Encontros entre músicos populares e eruditos têm sido frequentes nas últimas décadas. Nana Caymmi, João Bosco e Lenine são apenas alguns dos que experimentaram a receita com sucesso. O fato de Renato Teixeira se unir à Orquestra do Estado de Mato Grosso não configura, em si, uma novidade, mas o resultado traz a qualidade das pérolas raras. O trabalho, lançado em disco e batizado de “Terra de Sonhos” (música de Teixeira e Almir Sater de 1994), é fruto desse registro feito no estúdio Inca, com a regência de Leandro Carvalho.
Embora tenha nascido em Santos, no interior de São Paulo, é inegável a presença de certo folclore pantaneiro na obra de Teixeira, com citações literais ao Estado natal da cantora Vanessa da Mata e do poeta Manoel de Barros. A versão orquestral para “Trem do Pantanal” (Geraldo Roca e Paulo Simões) é de levar às lágrimas o mais insensível dos crocodilos. O tom épico de travessia contido nas canções selecionadas por Teixeira para integrar seu repertório ao longo da carreira, que bem poderiam narrar a “Ilíada”, de Homero e Ulisses, se encaixa com perfeição à robustez sonora inerente à natureza da música clássica.
Tanto que se verifica fenômeno parecido em praticamente todas as 14 faixas do álbum. Ainda que a singeleza da letra de “Amora” apareça com suavidade no canto de Teixeira, ela jamais escapa da ambiência volumosa proposta pelos instrumentistas, o que acrescenta à história gravidade que talvez não houvesse em sua origem. Sem diluir a essência de temas tão arraigados ao imaginário nacional como os próprios ditados populares, “Tocando em Frente” e “Raízes” participam dessa espécie de primeiro ato e amarram a estética rural à música do mundo, reafirmando o caráter bucólico da arte do anfitrião.
A partir de “Chalana” a história é outra. A poesia e os arranjos aqui se unem em favor do lirismo, de um olhar ainda romântico sobre o abandono e a distância. “Um Violeiro Toca”, “Passatempo” e “Sonhos Guaranis” são outros exemplos bem acabados desse número. A partir de “Meu Veneno”, a apresentação injeta velocidade no roteiro. A agilidade de “Siriema do Mato Grosso” rouba o fôlego dos ouvintes não apenas pelo ritmo, mas é, sobretudo, pela impressionante capacidade de reavivar clássicos populares sob a égide de um conjunto de instrumentos tão harmoniosos.

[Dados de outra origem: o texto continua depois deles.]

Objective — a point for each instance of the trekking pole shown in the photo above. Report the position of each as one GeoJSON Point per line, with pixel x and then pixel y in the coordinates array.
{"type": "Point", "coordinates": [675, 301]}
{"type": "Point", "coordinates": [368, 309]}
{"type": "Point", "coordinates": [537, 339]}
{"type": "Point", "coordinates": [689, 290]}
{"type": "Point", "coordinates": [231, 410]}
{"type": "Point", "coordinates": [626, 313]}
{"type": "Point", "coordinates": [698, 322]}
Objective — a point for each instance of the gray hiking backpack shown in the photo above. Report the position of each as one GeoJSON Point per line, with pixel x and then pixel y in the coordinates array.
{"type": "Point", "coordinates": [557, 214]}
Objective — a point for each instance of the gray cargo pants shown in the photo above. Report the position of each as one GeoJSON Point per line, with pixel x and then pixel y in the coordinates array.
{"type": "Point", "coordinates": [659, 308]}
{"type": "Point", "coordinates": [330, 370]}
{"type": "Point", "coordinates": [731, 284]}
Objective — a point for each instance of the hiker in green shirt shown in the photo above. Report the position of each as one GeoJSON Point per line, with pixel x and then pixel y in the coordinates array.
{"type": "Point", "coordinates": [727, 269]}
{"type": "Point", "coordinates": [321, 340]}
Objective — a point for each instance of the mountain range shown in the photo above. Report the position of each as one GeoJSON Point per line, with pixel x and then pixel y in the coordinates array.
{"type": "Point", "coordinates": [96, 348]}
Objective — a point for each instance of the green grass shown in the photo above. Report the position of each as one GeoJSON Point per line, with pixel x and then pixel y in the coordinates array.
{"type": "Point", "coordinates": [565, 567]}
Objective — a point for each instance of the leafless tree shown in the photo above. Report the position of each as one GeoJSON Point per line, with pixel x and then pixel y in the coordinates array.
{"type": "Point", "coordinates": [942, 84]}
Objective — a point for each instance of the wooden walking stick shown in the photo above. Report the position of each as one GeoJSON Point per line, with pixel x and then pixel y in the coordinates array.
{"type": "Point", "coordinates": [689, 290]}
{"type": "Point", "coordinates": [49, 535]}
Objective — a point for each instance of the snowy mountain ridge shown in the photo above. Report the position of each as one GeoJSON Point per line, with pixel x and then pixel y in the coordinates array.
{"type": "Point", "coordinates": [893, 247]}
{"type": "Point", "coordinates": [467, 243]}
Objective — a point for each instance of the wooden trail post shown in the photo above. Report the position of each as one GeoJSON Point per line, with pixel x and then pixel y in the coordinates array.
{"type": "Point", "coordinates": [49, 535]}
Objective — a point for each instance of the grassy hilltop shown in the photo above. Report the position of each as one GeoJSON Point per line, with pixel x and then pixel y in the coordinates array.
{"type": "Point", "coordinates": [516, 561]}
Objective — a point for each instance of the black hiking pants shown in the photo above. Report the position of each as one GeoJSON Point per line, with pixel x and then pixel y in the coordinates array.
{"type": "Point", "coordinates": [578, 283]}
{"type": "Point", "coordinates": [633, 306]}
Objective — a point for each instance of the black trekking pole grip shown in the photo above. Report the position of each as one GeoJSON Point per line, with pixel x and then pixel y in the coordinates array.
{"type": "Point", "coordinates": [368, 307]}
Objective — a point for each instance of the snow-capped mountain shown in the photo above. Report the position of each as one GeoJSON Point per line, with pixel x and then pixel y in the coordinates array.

A sofisticação aliada à mais íntima das verdades, aquela profunda flor que se esconde no peito de um rústico homem criado nas fazendas do interior, é assim sublimada pela poética “Flor Matogrossense” (Anacleto Rosas Jr.). Com um bando de clássicos a seu dispor, Teixeira decide por encerrar o papo com outra cantiga emblemática, “Mato Grosso Rico” (Paraíso e Tinoco), uma ode ao povo do lugar que acolheu e inspirou várias de suas canções.
Aos 72 anos e com uma vida artística que manteve a peculiaridade para além de modismos, Teixeira aparece em momento de plenitude, com a mesma força e gana do compositor revelado ao Brasil por Elis Regina, em 1977, graças à ainda icônica “Romaria”.